Suara.com - Ketua Majelis Kehormatan Mahkamah Konstitusi (MKMK) Jimly Asshiddiqie menerima bendera Merah Putih dari salah satu pelapor kasus dugaan pelanggaran kode etik hakim konstitusi.
Bendera itu ia terima usai membacakan putusan MKMK dan menyerahkan salinan putusan kepada para terlapor.
Pantauan Suara.com, Jimly sempat mengalungkan bendera tersebut di kedua bahunya saat menyapa para pelapor dari 21 perkara dugaan pelanggaran etik hakim konstitusi berkenaan dengan putusan Mahkamah Konstitusi (MK) nomor 90/PUU-XXI/2023.
Diketahui, MKMK membacakan putusannya hari ini sejak pukul 16.00 WIB di ruang Sidang Pleno Gedung I MK, Jakarta Pusat, Selasa (7/11/2023).
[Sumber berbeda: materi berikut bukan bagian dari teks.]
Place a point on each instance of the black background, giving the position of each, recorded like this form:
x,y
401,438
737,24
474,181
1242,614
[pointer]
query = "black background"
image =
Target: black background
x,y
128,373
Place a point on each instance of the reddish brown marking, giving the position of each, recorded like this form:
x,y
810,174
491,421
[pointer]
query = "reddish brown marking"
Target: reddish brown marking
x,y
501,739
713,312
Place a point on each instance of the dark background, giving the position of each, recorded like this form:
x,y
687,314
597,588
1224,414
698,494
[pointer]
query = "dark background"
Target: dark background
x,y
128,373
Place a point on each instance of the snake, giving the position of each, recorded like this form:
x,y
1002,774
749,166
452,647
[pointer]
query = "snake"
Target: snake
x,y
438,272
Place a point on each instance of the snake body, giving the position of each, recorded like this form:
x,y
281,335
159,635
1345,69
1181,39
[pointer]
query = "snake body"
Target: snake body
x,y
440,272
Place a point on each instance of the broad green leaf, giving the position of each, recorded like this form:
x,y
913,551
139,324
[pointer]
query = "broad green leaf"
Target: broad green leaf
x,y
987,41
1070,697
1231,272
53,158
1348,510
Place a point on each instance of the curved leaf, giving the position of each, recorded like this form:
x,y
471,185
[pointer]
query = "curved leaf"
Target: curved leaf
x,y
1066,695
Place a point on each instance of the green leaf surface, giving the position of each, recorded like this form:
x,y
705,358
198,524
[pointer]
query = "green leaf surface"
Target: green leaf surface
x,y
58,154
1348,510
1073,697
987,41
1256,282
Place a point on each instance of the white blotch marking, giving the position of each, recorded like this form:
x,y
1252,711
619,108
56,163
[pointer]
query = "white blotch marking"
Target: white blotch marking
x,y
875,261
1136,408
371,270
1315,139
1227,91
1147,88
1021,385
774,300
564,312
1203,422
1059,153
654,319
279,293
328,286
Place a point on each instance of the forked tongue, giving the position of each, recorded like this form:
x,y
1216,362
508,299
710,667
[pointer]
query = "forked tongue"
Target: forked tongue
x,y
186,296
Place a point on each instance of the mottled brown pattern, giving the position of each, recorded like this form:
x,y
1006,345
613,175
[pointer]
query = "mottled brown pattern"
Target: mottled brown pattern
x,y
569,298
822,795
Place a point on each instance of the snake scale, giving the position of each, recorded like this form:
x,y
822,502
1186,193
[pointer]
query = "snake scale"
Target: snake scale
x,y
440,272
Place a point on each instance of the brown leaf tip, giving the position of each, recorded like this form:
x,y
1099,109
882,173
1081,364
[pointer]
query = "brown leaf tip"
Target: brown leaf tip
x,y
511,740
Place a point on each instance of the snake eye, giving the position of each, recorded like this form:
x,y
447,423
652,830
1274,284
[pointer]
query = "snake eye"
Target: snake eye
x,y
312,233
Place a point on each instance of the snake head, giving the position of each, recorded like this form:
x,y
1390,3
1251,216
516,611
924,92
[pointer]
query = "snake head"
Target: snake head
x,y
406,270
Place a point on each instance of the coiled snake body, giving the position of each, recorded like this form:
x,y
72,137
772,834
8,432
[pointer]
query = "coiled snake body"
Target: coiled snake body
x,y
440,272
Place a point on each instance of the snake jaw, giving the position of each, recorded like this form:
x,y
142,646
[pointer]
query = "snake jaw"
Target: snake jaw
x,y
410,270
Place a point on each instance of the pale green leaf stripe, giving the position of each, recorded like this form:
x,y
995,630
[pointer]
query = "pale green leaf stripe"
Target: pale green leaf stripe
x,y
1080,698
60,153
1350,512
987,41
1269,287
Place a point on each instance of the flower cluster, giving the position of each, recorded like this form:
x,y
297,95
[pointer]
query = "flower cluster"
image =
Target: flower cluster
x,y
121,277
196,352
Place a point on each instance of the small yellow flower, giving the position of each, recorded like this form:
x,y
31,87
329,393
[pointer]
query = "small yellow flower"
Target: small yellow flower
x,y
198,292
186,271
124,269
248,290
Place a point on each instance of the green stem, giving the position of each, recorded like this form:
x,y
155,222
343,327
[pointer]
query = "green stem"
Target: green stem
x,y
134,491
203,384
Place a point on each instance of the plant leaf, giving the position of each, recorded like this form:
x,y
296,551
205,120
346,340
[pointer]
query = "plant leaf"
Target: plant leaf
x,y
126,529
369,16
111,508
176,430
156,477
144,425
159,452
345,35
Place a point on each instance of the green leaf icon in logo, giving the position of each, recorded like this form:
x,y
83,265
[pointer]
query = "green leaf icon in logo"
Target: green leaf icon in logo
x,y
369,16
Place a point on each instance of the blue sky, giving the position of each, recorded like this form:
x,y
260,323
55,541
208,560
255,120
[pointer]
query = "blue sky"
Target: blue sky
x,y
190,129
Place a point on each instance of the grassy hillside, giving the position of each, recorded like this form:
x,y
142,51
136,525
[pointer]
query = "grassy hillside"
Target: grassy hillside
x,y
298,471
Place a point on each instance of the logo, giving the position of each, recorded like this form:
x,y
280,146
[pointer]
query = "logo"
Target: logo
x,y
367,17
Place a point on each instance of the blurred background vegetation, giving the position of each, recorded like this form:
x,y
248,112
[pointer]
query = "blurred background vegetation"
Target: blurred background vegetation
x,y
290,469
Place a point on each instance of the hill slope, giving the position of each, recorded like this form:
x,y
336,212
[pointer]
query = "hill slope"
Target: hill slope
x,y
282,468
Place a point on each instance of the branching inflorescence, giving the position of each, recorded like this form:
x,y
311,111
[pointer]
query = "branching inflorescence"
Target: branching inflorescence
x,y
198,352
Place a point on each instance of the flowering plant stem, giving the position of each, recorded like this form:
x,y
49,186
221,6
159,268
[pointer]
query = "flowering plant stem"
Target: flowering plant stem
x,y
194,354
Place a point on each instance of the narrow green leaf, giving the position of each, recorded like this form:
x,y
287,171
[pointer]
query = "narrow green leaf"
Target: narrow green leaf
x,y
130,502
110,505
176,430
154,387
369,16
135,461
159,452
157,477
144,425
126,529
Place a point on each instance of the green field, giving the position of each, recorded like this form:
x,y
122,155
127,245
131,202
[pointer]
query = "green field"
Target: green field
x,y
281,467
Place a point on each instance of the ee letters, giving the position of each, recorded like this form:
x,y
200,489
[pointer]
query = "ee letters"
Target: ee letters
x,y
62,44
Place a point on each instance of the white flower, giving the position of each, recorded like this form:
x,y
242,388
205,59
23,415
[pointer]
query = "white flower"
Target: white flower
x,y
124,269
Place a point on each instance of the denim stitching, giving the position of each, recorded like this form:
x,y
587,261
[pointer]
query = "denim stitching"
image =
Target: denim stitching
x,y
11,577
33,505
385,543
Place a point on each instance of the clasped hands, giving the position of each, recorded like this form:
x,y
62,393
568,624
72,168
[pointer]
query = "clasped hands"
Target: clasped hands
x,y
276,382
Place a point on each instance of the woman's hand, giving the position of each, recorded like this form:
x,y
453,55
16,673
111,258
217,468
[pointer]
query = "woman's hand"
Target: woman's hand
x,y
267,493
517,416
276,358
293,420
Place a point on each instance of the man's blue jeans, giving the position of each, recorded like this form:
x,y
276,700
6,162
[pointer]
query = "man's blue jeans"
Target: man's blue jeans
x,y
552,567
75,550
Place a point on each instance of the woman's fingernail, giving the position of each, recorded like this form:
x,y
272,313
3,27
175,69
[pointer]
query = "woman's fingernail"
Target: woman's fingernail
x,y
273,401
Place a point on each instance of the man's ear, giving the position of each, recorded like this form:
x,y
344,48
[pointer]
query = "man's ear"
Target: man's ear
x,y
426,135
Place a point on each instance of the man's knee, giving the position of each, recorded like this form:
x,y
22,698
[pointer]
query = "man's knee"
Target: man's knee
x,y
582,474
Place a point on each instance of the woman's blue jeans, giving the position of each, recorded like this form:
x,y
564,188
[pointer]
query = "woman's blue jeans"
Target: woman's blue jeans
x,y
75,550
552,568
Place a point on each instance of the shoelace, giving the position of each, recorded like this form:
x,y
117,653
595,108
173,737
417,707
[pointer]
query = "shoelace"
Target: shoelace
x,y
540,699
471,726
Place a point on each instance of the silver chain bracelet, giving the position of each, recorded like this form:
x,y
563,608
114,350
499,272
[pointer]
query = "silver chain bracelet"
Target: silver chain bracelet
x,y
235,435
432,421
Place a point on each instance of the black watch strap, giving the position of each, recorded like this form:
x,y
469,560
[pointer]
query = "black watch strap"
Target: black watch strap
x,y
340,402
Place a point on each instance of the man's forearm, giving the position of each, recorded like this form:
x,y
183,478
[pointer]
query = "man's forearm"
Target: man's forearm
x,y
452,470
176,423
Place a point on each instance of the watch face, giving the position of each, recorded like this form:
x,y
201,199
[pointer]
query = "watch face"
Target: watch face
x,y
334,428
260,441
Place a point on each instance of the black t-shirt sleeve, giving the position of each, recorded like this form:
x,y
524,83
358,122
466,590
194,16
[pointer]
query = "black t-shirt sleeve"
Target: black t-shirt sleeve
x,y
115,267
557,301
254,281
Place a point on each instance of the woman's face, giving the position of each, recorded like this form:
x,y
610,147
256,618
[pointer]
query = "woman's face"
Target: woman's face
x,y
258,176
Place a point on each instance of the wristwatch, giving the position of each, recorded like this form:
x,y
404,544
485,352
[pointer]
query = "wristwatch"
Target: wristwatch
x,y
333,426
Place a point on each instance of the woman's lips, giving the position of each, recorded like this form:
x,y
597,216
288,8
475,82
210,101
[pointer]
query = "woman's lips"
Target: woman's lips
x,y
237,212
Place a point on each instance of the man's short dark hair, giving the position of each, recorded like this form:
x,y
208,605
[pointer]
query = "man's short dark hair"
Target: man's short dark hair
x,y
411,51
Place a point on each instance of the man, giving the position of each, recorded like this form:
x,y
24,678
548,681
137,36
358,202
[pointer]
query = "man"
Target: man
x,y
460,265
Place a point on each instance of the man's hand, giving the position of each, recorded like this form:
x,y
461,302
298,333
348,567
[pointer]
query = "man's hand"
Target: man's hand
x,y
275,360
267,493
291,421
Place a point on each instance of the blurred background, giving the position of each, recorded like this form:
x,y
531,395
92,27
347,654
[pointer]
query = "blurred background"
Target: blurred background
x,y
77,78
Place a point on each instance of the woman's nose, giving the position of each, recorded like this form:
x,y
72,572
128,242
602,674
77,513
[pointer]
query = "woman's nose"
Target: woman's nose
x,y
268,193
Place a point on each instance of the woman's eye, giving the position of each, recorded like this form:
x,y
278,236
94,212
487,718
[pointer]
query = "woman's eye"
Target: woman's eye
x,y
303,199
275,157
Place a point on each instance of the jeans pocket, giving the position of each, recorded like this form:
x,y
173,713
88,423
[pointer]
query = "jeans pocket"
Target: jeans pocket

Baca Juga: MKMK Copot Anwar Usman sebagai Ketua MK, PKS: Kesegaran Bagi Demokrasi
Dalam putusannya, MKMK menyatakan sembilan hakim konstitusi melanggar kode etik dan pedoman perilaku hakim.
“Para hakim terlapor secara bersama-sama terbukti melakukan pelanggaran terhadap kode etik dan perilaku hakim konstitusi sebagaimana tertuang dalam Sapta Karsa Hutama, Prinsip Kepantasan dan Kesopanan,” kata Ketua MKMK Jimly Asshiddiqie di ruang Sidang MK.
Untuk itu, sembilan hakim dijatuhkan sanksi berupa teguran lisan secara kolektif.
Mereka dinyatakan melanggar kode etik lantaran para hakim konstitusi terbukti tidak dapat menjaga keterangan atau informasi rahasia dalam Rapat Permusyawaratan Hakim (RPH).
Menurut MKMK, pelanggaran benturan kepentingan sudah menjadi kebiasaan yang kemudian dianggap wajar karena para hakim membiarkan terjadinya praktik pelanggaran kode etik tanpa saling mengingatkan.
Baca Juga: Anwar Usman Dicopot sebagai Ketua MK, Jubir Anies: Semua Sengkarut Itu Bermula Dari Prabowo
Diketahui, setidaknya ada 21 laporan dugaan pelanggaran etik hakim yang diperiksa dan diadili MKMK sebagai buntut dari putusan Mahkamah Konstitusi (MK) nomor 90/PUU-XXI/2023.
Dalam putusan itu, MK memperbolehkan orang yang berusia di bawah 40 tahun menjadi capres atau cawapres jika pernah atau sedang menjabat sebagai kepala daerah melalui pilkada.
"Mengadili, satu, mengabulkan permohonan pemohon untuk sebagian. Menyatakan Pasal 169 huruf q UU 7/2017 tentang Pemilu nomor 182 tambahan lembaran negara nomor 6109 yang menyatakan berusia paling rendah 40 tahun bertentangan UUD RI 1945 dan tidak mempunyai kekuatan hukum mengikat sepanjang tidak dimaknai berusia paling rendah 40 tahun atau pernah/sedang memiliki jabatan yang dipilih melalui Pemilu termasuk pemilihan kepala daerah," kata Ketua MK Anwar Usman, Senin (16/10).
Salah satu pertimbangan hakim Konstitusi menerima permohonan tersebut ialah karena banyak anak muda yang juga ditunjuk sebagai pemimpin.
Putusan tersebut mendapatkan banyak reaksi masyarakat lantaran dianggap membuka jalan bagi keponakan Anwar, yaitu Gibran Rakabuming Raka untuk menjadi cawapres.
Adapun mahasiswa asal Surakarta, Almas Tsaibbirru Re A selaku pemohon dalam perkara itu juga memiliki pandangan tokoh ideal sebagai pemimpin bangsa Indonesia yakni mengidolakan Wali Kota Surakarta Gibran Rakabuming Raka periode 2020-2025.
Sebab, dia menilai pada masa pemerintahannya, Gibran mampu meningkatkan pertumbuhan ekonomi di Surakarta sebanyak 6,23 persen padahal pada saat awal menjabat sebagai Wali Kota Surakarta pertumbuhan ekonomi Surakarta justru sedang minus 1,74 persen.
Terlebih, pemohon menganggap Wali Kota Surakarta sudah memiliki pengalaman membangun dan memajukan Kota Surakarta dengan kejujuran, integritas moral dan taat serta patuh mengabdi kepada kepentingan rakyat dan negara.